Dynamic control of ferroionic states in ferroelectric nanoparticles

TL;DR

This paper investigates how the states of ferroelectric nanoparticles can be dynamically controlled through surface charge interactions and relaxation dynamics, revealing multiple ferroionic states with potential applications in nanoelectronics.

Contribution

It introduces a model for controlling ferroionic states in ferroelectric nanoparticles via surface charge dynamics and external fields, expanding understanding of their state transitions.

Findings

Multiple ferroionic states can be induced and controlled.

State crossover depends on surface charge characteristics and relaxation.

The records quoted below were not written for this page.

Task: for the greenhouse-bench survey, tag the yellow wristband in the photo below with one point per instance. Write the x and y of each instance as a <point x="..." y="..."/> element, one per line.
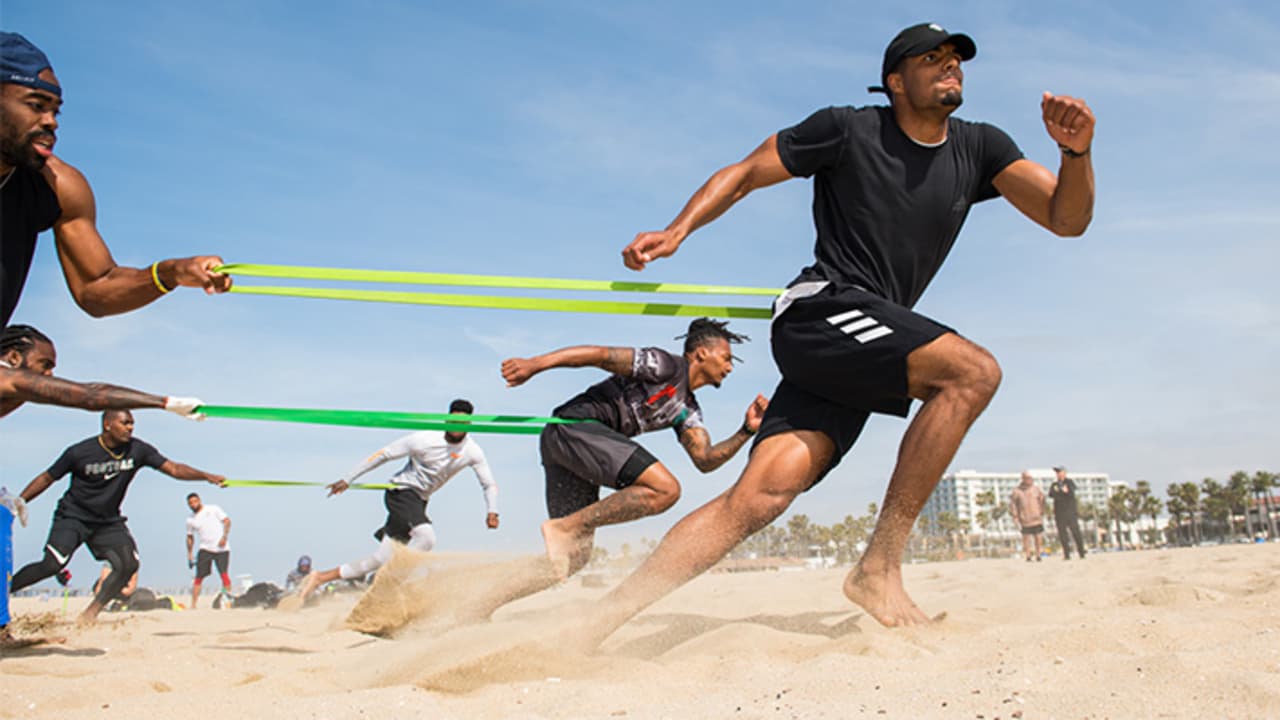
<point x="155" y="278"/>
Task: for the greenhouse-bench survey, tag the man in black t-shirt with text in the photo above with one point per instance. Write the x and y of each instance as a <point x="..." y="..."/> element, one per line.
<point x="101" y="469"/>
<point x="892" y="186"/>
<point x="1066" y="513"/>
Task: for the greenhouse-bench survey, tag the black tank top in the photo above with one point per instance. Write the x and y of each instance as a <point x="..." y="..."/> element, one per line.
<point x="30" y="208"/>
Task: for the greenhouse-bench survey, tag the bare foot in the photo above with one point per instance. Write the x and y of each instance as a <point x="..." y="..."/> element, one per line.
<point x="882" y="596"/>
<point x="561" y="547"/>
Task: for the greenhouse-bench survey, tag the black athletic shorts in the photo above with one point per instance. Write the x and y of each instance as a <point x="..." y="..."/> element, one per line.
<point x="65" y="534"/>
<point x="583" y="458"/>
<point x="842" y="355"/>
<point x="205" y="559"/>
<point x="405" y="511"/>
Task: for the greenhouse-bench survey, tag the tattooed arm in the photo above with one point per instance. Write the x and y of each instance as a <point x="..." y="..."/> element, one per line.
<point x="21" y="386"/>
<point x="616" y="360"/>
<point x="707" y="456"/>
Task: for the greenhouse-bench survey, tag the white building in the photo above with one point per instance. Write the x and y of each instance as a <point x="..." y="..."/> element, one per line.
<point x="958" y="493"/>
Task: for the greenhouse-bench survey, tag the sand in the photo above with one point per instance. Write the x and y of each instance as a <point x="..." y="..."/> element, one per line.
<point x="1168" y="633"/>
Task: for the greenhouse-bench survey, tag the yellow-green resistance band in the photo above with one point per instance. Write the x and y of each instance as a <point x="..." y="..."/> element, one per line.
<point x="342" y="274"/>
<point x="503" y="302"/>
<point x="506" y="424"/>
<point x="498" y="302"/>
<point x="238" y="483"/>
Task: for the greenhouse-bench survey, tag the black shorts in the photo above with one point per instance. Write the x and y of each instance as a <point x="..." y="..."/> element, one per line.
<point x="842" y="355"/>
<point x="67" y="534"/>
<point x="405" y="511"/>
<point x="205" y="559"/>
<point x="583" y="458"/>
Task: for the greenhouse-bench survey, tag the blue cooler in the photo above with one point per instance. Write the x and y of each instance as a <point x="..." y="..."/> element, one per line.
<point x="5" y="561"/>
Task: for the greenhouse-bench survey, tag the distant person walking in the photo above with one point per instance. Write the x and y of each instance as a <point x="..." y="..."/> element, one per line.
<point x="208" y="532"/>
<point x="1027" y="506"/>
<point x="1066" y="513"/>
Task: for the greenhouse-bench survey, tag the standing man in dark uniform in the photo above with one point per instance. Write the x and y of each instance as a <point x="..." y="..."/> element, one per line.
<point x="40" y="191"/>
<point x="101" y="469"/>
<point x="1066" y="513"/>
<point x="891" y="191"/>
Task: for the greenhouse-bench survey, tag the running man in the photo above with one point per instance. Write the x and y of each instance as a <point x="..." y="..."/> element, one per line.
<point x="434" y="458"/>
<point x="40" y="191"/>
<point x="648" y="390"/>
<point x="892" y="188"/>
<point x="88" y="513"/>
<point x="213" y="527"/>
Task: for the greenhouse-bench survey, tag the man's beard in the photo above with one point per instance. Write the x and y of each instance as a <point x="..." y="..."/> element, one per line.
<point x="21" y="153"/>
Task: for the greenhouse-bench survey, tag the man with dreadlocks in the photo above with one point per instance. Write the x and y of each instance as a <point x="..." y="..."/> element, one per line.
<point x="649" y="390"/>
<point x="27" y="360"/>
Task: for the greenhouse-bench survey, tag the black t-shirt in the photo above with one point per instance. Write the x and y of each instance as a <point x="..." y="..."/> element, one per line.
<point x="1063" y="493"/>
<point x="656" y="396"/>
<point x="887" y="209"/>
<point x="99" y="478"/>
<point x="28" y="206"/>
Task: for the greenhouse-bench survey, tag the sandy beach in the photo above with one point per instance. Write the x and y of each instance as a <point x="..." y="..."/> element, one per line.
<point x="1168" y="633"/>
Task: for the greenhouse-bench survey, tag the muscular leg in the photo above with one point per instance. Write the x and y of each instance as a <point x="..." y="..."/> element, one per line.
<point x="780" y="469"/>
<point x="123" y="560"/>
<point x="956" y="379"/>
<point x="570" y="538"/>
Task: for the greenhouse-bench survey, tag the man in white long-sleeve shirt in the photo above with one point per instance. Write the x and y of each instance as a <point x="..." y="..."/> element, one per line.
<point x="434" y="458"/>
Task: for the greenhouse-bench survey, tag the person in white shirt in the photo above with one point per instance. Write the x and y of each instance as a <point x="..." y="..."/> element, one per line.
<point x="208" y="529"/>
<point x="434" y="458"/>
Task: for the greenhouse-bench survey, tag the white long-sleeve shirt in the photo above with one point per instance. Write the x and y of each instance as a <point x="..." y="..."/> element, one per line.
<point x="432" y="463"/>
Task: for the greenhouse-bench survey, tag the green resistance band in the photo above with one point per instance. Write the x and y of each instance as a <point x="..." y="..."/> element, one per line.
<point x="339" y="274"/>
<point x="507" y="424"/>
<point x="238" y="483"/>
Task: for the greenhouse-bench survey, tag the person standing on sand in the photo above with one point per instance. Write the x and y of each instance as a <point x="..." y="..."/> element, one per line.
<point x="208" y="532"/>
<point x="1066" y="513"/>
<point x="892" y="188"/>
<point x="1027" y="509"/>
<point x="434" y="458"/>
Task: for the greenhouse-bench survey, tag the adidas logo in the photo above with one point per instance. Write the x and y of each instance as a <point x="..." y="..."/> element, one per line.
<point x="860" y="326"/>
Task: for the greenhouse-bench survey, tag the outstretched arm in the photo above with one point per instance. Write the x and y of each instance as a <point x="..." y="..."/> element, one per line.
<point x="99" y="286"/>
<point x="762" y="168"/>
<point x="616" y="360"/>
<point x="707" y="456"/>
<point x="36" y="487"/>
<point x="35" y="387"/>
<point x="187" y="473"/>
<point x="1063" y="204"/>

Results suggest new pathways for nanoelectronic device design.

Abstract

The polar states of uniaxial ferroelectric nanoparticles interacting with a surface system of electronic and ionic charges with a broad distribution of mobilities is explored, which corresponds to the experimental case of nanoparticles in solution or ambient conditions. The nonlinear interactions between the ferroelectric dipoles and surface charges with slow relaxation dynamics in an external field lead to the emergence of a broad range of paraelectric-like, antiferroelectric-like ionic, and ferroelectric-like ferroionic states. The crossover between these states can be controlled not only by the static characteristics of the surface charges, but also by their relaxation dynamics in the applied field. Obtained results are not only promising for advanced applications of ferroelectric nanoparticles in nanoelectronics and optoelectronics, they also offer strategies for experimental verification.